De strijdende partijen, of dat nu regeringssoldaten of rebellen waren, hadden wel aanvalsplannen en ideeën om de macht in handen te houden dan wel over te nemen, maar van een rigoureuze ideologie was doorgaans nauwelijks sprake. Dat is nu vaak anders, ook in Afrika. Vooral aanhangers van de radicale islam maken de journalist tot doelwit. Daarom is het veel moeilijker en gevaarlijker geworden om van binnenuit verslag te doen van een conflict.
In Darfur, in het westen van Soedan, is het na meer dan tien jaar nog steeds niet vredig. We lezen, horen en zien er nauwelijks nog iets over. De regering van president Omar al-Bashir, gezocht door het Internationaal Strafhof, slaagt er uitstekend in om pottenkijkers buiten de deur te houden. Voor mijn verslag ben ik vaak aangewezen op verhalen van andere ooggetuigen en van burgers ter plekke.

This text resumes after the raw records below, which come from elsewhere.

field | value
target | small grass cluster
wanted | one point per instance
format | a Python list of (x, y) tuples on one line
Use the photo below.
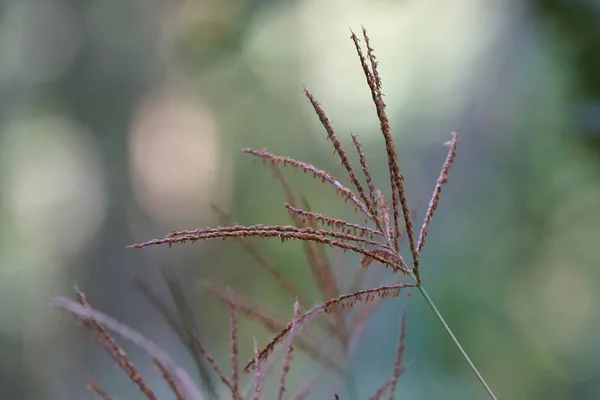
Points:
[(386, 226)]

In het noordoosten van Nigeria, en over de grenzen van buurlanden als Kameroen en Tsjaad, vecht de islamitische terreurorganisatie Boko Haram voor... ja, voor wat eigenlijk? Een eigen kalifaat? De radicale heerschappij over alle 150 miljoen Nigerianen? We zouden het de beweging graag vragen. Maar de kans dat een journalist - Nigeriaans of buitenlands - toegang krijgt tot Boko Haram is minimaal. Wie in handen valt van de groep, moet dat waarschijnlijk met zijn leven bekopen.
Een vergelijkbaar verhaal geldt voor al-Shabaab, de van oorsprong Somalische jihadgroep die ook in Kenia regelmatig door bloedige aanslagen van zich laat horen. Onlangs is een collega van Al Jazeera erin geslaagd de leider van de beweging te interviewen. Andere journalisten die de afgelopen jaren iets vergelijkbaars in gedachten hadden, zijn vermoord.
Velen herinneren zich nog de gruwelen in Rwanda. De genocide in 1994, die mogelijk 800 duizend Tutsi's en gematigde Hutu's het leven kostte, moet voor elke journalist ter plekke een traumatische ervaring zijn geweest. Maar toegang had de pers toen wel.
Nu vrezen sommigen een nieuwe volkerenmoord in het buurland Burundi. Nu al slaagt het huidige bewind, dat van president Pierre Nkurunziza, er steeds beter in om journalisten het werk uiterst moeilijk te maken.
Vervelend. Maar we blijven het proberen.